Introduction
CRC's are designed for error detection and the are extremely good at that. One often sees warnings that CRC's should not be used for security purposes yet it is rarely shown just how incredibly easy it is to "spoof" a CRC. This short article will show how true that warning is in addition to providing a simplified algorithm for Zip file CRC calculations.
Background
CRC's are used for error detection and are optimal for this purpose. For instance the CRC in Zip will detect all single error bursts of up to any 32 consecutive bits no matter where they occur and the CRC itself is only 32 bits! Is that cool or what? This would seem to be an ideal candidate for a one way hash function but it's not. In fact, the well understood and regular math behind CRC's is what makes them so easy to spoof. CRC's are one component of a fascinating filed of mathematics called "Galois Field Theory", a cornerstone of error correcting codes used just about everywhere. This is the stuff that keeps your CD's playing true even when severely scratched. A great text for those wishing to delve deeply into the math is Peterson's classic "Error Correcting Codes" which will explain in math terms why the algorithms shown here work. Also, perhaps the great tutorial and in depth description of CRC's is Ross N. Williams' classic "crc_v3.txt" widely available on the net.

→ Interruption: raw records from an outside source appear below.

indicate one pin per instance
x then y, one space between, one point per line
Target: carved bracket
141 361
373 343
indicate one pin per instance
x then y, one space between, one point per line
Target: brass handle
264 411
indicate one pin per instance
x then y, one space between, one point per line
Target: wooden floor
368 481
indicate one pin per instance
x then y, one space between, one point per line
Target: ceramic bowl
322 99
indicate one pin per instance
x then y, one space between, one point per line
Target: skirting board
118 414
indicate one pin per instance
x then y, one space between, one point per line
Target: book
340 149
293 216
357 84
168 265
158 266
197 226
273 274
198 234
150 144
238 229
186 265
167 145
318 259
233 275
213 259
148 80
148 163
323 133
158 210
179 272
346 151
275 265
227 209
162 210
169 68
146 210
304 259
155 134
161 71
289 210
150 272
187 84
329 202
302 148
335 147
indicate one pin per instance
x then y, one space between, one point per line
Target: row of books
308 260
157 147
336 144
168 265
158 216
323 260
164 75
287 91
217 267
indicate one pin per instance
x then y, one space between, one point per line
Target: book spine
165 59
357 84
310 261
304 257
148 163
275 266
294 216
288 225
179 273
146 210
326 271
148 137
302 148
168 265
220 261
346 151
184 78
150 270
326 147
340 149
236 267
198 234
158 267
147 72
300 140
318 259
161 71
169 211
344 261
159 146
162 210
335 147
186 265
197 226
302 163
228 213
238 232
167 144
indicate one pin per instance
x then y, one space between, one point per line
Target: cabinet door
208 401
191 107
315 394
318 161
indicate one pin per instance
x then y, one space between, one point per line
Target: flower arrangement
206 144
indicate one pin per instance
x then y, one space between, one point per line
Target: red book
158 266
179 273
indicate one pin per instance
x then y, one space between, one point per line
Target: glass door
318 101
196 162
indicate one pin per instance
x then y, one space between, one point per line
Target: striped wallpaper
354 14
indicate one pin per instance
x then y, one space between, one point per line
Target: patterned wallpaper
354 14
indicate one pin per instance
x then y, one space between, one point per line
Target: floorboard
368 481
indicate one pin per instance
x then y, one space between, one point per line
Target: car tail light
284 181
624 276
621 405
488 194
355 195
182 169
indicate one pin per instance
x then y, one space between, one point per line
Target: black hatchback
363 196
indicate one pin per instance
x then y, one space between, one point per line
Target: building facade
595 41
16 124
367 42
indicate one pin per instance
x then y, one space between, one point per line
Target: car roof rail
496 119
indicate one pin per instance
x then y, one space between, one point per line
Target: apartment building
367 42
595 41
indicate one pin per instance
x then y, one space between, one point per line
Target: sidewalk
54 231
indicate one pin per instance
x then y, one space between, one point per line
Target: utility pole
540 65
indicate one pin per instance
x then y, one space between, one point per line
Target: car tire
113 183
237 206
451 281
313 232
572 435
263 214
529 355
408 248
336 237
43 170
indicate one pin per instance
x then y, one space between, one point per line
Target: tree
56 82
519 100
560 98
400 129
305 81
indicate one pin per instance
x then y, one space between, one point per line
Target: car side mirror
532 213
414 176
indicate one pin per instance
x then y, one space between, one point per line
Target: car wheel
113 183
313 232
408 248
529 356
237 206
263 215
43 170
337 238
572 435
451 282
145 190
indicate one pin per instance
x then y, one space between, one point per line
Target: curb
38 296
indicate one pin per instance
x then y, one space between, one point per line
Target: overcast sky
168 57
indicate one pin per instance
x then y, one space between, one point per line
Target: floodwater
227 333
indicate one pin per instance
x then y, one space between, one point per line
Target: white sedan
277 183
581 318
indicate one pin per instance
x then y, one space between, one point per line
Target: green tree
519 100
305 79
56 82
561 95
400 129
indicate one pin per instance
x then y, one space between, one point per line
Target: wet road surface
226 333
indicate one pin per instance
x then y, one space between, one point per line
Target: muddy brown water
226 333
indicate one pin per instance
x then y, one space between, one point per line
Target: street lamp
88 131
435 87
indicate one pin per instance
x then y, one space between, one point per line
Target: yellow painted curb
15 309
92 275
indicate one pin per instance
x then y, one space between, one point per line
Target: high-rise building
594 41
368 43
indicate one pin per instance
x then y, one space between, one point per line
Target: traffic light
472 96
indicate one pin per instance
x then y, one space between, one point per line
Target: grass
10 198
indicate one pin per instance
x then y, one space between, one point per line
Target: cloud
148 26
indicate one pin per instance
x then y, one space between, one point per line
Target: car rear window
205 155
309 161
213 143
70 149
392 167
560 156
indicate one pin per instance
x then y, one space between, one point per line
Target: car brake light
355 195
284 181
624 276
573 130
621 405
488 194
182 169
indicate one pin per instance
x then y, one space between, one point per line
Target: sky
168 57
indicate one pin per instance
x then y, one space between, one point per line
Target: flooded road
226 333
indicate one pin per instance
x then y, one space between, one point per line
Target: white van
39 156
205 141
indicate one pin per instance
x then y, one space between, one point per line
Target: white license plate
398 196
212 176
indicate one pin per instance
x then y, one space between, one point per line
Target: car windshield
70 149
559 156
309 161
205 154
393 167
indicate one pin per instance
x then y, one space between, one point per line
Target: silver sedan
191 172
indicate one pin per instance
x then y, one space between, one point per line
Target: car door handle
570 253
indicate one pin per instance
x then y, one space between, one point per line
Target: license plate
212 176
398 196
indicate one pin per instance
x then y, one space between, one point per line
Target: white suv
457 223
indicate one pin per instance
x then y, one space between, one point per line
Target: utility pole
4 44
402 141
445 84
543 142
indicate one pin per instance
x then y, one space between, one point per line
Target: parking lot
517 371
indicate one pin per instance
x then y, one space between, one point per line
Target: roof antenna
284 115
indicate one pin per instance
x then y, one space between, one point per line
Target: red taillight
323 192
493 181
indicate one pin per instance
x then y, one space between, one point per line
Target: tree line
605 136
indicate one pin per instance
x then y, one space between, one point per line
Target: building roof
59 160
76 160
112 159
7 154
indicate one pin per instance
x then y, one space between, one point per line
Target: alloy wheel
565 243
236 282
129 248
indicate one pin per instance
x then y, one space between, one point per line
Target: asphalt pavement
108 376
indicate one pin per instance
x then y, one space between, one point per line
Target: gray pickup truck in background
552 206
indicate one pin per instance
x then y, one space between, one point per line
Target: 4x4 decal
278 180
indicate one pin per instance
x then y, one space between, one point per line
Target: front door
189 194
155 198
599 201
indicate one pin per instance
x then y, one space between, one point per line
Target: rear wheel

Here is the Zip CRC algorithm in un-obfuscated terms:
- A 32 bit value, the residual, is set 0xffffffff
- The data stream is viewed as a series of bits starting with the lsb of the first byte and ending with the msb of the last byte.
- Each bit is xor'ed with the lsb of the residual and if the result is one the generating (gf) value, 0xdb710641 is xor'ed into the residual.
- The residual is then rotated 1 bit to the right
- Steps 3 and 4 are repeated for each bit in the stream
- The ending crc is the bit inverted residual.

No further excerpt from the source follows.